So what is option 252? In WPAD there are multiple discovery mechanisms for finding the PAC file server. Beyond DNS there is also a Dynamic Host Configuration Protocol (DHCP) method where, along with the typical network address settings, the client receives the URL for downloading the PAC file. This is done via option 252, but isn’t widely supported, it’s normally not used, and we don’t use it it either.

While WPAD is core OS function, it unfortunately never left draft RFC status. Implementations have no formal standard to target; it’s just a guideline. Additionally, because it never left draft status, DHCP option 252 also remains unallocated and without a standard, simply part of the Reserved (Private Use) range. So, setting it but leaving it blank is not unacceptable, OS’ should be able to accommodate.
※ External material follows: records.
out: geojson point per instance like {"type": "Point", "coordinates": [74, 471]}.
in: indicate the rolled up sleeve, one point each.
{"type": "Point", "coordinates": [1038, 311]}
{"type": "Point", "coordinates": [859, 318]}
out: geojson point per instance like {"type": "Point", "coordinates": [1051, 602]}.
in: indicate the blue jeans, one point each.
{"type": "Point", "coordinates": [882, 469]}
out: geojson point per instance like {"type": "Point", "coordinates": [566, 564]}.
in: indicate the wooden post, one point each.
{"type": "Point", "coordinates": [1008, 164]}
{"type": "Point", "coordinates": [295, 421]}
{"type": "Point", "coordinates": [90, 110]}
In a network capture I was then able to clearly see this happen, and it was simple to replicate on a test network. And then it finally all came together…
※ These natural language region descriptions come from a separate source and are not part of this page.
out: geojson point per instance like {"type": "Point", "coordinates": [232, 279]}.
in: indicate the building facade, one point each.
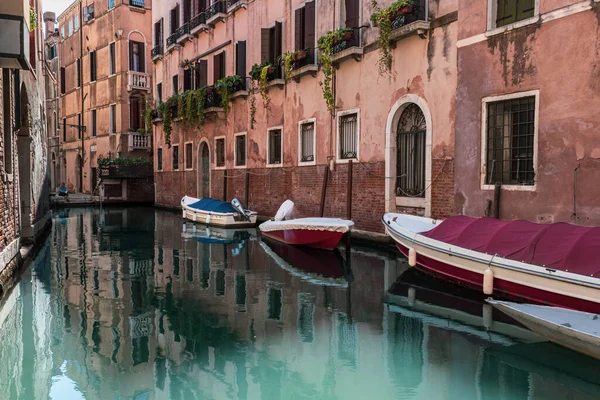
{"type": "Point", "coordinates": [24, 195]}
{"type": "Point", "coordinates": [520, 125]}
{"type": "Point", "coordinates": [276, 138]}
{"type": "Point", "coordinates": [104, 56]}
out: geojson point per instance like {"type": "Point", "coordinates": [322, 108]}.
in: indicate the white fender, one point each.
{"type": "Point", "coordinates": [412, 257]}
{"type": "Point", "coordinates": [488, 281]}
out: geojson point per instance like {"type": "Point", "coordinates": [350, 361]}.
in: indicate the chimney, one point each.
{"type": "Point", "coordinates": [49, 18]}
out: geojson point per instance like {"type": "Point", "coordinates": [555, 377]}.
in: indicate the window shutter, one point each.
{"type": "Point", "coordinates": [309, 25]}
{"type": "Point", "coordinates": [264, 45]}
{"type": "Point", "coordinates": [240, 59]}
{"type": "Point", "coordinates": [352, 13]}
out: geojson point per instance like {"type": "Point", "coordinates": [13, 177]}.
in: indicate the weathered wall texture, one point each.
{"type": "Point", "coordinates": [423, 69]}
{"type": "Point", "coordinates": [560, 58]}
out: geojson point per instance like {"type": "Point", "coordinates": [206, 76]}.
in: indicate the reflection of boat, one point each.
{"type": "Point", "coordinates": [416, 293]}
{"type": "Point", "coordinates": [216, 212]}
{"type": "Point", "coordinates": [316, 266]}
{"type": "Point", "coordinates": [576, 330]}
{"type": "Point", "coordinates": [547, 264]}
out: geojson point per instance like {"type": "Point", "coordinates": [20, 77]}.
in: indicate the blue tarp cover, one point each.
{"type": "Point", "coordinates": [208, 204]}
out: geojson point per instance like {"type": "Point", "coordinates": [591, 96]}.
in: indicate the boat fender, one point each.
{"type": "Point", "coordinates": [412, 257]}
{"type": "Point", "coordinates": [487, 316]}
{"type": "Point", "coordinates": [488, 281]}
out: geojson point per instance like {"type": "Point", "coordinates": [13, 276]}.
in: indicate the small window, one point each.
{"type": "Point", "coordinates": [348, 136]}
{"type": "Point", "coordinates": [307, 142]}
{"type": "Point", "coordinates": [510, 11]}
{"type": "Point", "coordinates": [220, 152]}
{"type": "Point", "coordinates": [112, 59]}
{"type": "Point", "coordinates": [240, 150]}
{"type": "Point", "coordinates": [176, 157]}
{"type": "Point", "coordinates": [188, 156]}
{"type": "Point", "coordinates": [509, 142]}
{"type": "Point", "coordinates": [274, 147]}
{"type": "Point", "coordinates": [93, 123]}
{"type": "Point", "coordinates": [113, 118]}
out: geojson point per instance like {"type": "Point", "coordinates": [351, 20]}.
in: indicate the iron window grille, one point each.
{"type": "Point", "coordinates": [348, 136]}
{"type": "Point", "coordinates": [509, 142]}
{"type": "Point", "coordinates": [410, 163]}
{"type": "Point", "coordinates": [307, 140]}
{"type": "Point", "coordinates": [275, 146]}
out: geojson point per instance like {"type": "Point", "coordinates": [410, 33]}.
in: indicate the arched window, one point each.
{"type": "Point", "coordinates": [410, 166]}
COVID-19 WFH resulted in a bunch of people upgrading their home networks, with lots of them buying new home routers, including the very-popular ASUS brand. If someone booted up their Windows 10 computer and the blank option 252 sending DHCP server was the first thing it saw, WPAD would break, with all the downstream consequences, including our AAD connectivity issues. And if they’d have AAD connectivity issues for long enough — until a token expired — they would start getting You Can’t Get There From Here messages.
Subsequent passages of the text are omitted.